I had to notch the lip of the lid a little to make room for the headphone socket body (if I'd measured better when I drilled the holes...). The wiring isn't pretty, but do try and keep your leads short, and you shouldn't need a perfboard to mount things on. The stereo plug/jacks have three connections, designated tip, ring, and sleeve. I made an assumption that the mic plug used the tip and the sleeve which turned out to be correct. Solder up the blue stripe wire to the sleeve tab. Take the resistor, and trim the leads to maybe a half inch, just enough to put a small loop at one end and put the other through tip tab of the mic jack at the other. Solder the brown (or power supply) wire to the free end of the resistor, but don't solder the other end just yet. The cap is polarized which means you need to look for "+" and "-" signs on the cap body. Take the "+" lead and put that on the same jack tab as the resistor. Now you can solder that. Take the "-" lead and trim it to about a half inch, put a little loop in it and solder the blue wire to that end. The orange pair get soldered to the push button mounted in the lid.
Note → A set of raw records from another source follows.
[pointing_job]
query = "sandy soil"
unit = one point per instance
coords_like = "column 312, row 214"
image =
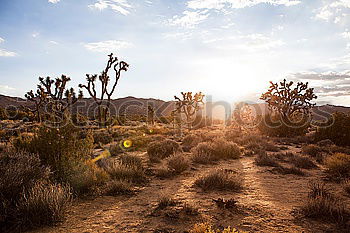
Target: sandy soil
column 265, row 205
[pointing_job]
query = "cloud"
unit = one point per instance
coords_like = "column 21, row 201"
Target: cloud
column 54, row 1
column 108, row 46
column 5, row 53
column 120, row 6
column 4, row 89
column 335, row 11
column 327, row 84
column 237, row 4
column 189, row 19
column 250, row 42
I used a pair of tie wraps to lock the cable in place, but it can still twist. I need to poke a little glue in there to keep that from happening. The box is really light, so you may want to use hook and loop fasteners to stick it down somewhere where you can rest your hand (to push the button). You'll want to mark which jack is for which plug. Lettering, colored tape, a little dab of paint, whatever. The convention is usually red for mic and black or green for headphones.

The way I've wired the headphone gives me a common feed to both sides. I adjust the mic gain at the rig. Test the key button to make sure you light up your transmit indicator and you should be good to go.
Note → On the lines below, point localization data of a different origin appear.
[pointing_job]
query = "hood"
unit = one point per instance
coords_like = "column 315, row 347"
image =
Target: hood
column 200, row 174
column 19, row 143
Most computer headsets should work with this. You want to look for one with good ambient noise rejection. I bought an "open" back gaming headset from Plantronics . I think the mic tends to pick up a bit more background noise than I'd like.
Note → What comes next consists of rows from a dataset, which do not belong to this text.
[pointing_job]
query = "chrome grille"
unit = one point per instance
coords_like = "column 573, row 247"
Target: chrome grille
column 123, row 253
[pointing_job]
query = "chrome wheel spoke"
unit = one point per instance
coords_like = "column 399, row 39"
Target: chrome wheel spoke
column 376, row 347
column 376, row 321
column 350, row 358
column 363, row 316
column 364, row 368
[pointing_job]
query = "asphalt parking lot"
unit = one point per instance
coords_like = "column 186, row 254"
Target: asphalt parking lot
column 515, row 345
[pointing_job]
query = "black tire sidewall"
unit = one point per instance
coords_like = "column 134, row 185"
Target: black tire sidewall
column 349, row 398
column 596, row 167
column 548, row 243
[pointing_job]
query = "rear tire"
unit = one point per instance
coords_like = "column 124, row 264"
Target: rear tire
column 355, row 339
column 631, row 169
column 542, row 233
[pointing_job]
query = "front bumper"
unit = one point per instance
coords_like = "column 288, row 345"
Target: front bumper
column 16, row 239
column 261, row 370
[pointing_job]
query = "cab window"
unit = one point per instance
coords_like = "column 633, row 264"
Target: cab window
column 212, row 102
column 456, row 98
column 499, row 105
While the setup works great, it has caused me to rethink the design a little. I'd like to add a trim pot to match the levels if needed. I'd like to put a panel mount rj-45 type socket in too and make up a cable to go to my 2 meter mobile rig. I'd lose access to the buttons on the mic though.


Now for the RFI epilogue. I'd been using this setup on 80 and 40 meters with no problem, even with a 1.2kw PEP linear. So one Saturday, I figured I'd go cruise 20 meter and play (nicely) with the serious contesters and see where my signal was getting to. Major complaints with my audio, and even I could hear it a little in my monitor circuit. What the heck! I'd been using the same setup on the lower bands with no problems. And that was my clue. The rather long cable on my headset was picking up my signal and feeding it back to the rig. For better or worse, when you go high power, you need to be prepared, and I had ordered a bunch of Fair-Rite split ferrite beads from Mouser. I took one of the big ones and wrapped my headset cable around it 4 times (near the plug end) and got it tightly closed. My audio reports went back to 59 and it sounded much cleaner in the monitor circuit. Further research revealed others had problems too and had addressed them with coiling the wire into a air choke or using a ferrite like I did.